Deux accords scandaleux entre l’Union européenne et l’Amérique Latine
Partager

Par Catherine Grèze, eurodéputée EELV

Le 11 décembre, le Parlement européen a voté en faveur de l’accord d’association avec l’Amérique Centrale et de l’accord de libre échange avec la Colombie et le Pérou. Ces votes sont le triste aboutissement de longs mois d’opposition de ma part et du groupe des Verts à ces accords qui font à nouveau primer les intérêts des grandes multinationales européennes sur le développement « endogène » de l’Amérique Latine et le bien être des populations locales.

Deux types d’accord

Un accord d’association contient trois piliers : le dialogue politique, la coopération et le commerce. Premier accord du genre signé avec des pays hors du continent européen, l’accord d’association avec l’Amérique Centrale « associera » les pays membres de l’Union européenne et le Costa Rica, le Salvador, le Guatemala, le Honduras, le Nicaragua et le Panama. Signé entre deux blocs régionaux, l’accord est notamment censé œuvrer pour l’intégration régionale en Amérique Centrale.

Concrètement cependant, l’accord ne garde « d’association » que le nom et réduit l’intégration régionale à une union douanière.
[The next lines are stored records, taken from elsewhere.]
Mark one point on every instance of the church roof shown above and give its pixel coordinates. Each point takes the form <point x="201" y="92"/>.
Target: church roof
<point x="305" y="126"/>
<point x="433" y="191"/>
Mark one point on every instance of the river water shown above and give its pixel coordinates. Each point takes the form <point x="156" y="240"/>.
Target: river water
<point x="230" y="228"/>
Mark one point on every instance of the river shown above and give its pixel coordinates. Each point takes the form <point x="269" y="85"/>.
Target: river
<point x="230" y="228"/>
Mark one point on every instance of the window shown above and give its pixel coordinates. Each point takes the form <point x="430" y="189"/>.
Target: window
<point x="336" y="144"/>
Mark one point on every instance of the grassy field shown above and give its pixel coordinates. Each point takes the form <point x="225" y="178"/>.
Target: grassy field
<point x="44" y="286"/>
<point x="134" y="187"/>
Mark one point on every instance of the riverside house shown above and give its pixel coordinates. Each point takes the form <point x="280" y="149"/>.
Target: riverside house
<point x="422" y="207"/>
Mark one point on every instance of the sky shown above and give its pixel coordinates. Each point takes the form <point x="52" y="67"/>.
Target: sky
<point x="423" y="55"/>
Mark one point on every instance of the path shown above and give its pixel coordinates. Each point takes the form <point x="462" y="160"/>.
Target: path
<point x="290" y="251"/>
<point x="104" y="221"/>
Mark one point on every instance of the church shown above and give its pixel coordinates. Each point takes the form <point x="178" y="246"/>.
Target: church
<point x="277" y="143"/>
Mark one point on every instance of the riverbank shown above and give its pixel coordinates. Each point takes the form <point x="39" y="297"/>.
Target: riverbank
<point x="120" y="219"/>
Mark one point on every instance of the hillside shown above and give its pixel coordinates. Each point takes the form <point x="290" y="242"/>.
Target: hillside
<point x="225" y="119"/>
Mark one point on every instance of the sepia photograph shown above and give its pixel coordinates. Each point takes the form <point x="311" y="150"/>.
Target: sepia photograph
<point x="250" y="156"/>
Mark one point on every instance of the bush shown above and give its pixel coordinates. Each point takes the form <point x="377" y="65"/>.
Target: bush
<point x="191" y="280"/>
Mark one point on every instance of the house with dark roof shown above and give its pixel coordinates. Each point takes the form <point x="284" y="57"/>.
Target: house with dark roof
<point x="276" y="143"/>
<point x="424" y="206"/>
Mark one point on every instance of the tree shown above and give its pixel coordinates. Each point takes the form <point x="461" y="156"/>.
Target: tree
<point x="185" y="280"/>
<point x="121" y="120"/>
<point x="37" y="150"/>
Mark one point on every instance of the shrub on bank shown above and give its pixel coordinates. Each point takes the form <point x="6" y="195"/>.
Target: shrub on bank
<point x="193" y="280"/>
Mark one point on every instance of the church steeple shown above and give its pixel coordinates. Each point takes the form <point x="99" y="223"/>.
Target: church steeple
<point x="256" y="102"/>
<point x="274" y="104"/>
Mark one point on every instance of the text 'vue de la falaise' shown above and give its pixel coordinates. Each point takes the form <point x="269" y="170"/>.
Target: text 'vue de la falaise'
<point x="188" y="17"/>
Le pilier commerce est prépondérant et permettra d’abaisser toutes les barrières douanières entre les deux pays (notamment sur des secteurs clés tels que les biens manufacturés, la pêche ou encore l’agriculture) et de favoriser l’accès aux marchés publics.

L’accord de libre échange avec la Colombie et le Pérou est moins ambitieux puisqu’il ne porte que sur le commerce, selon les mêmes modalités que l’accord avec l’Amérique Centrale. Initialement, il devait lui aussi être un accord d’association avec la communauté andine des nations. Suite aux refus équatoriens et boliviens, l’Union a choisi de continuer les négociations sur le chapitre commercial avec les deux pays restants…

Des accords aux conséquences dramatiques

Ces accords seront particulièrement bénéfiques aux entreprises européennes En effet,  ils leur donneront accès aux secteurs clé que sont les télécommunications, l’eau, l’énergie ou encore les marchés publics.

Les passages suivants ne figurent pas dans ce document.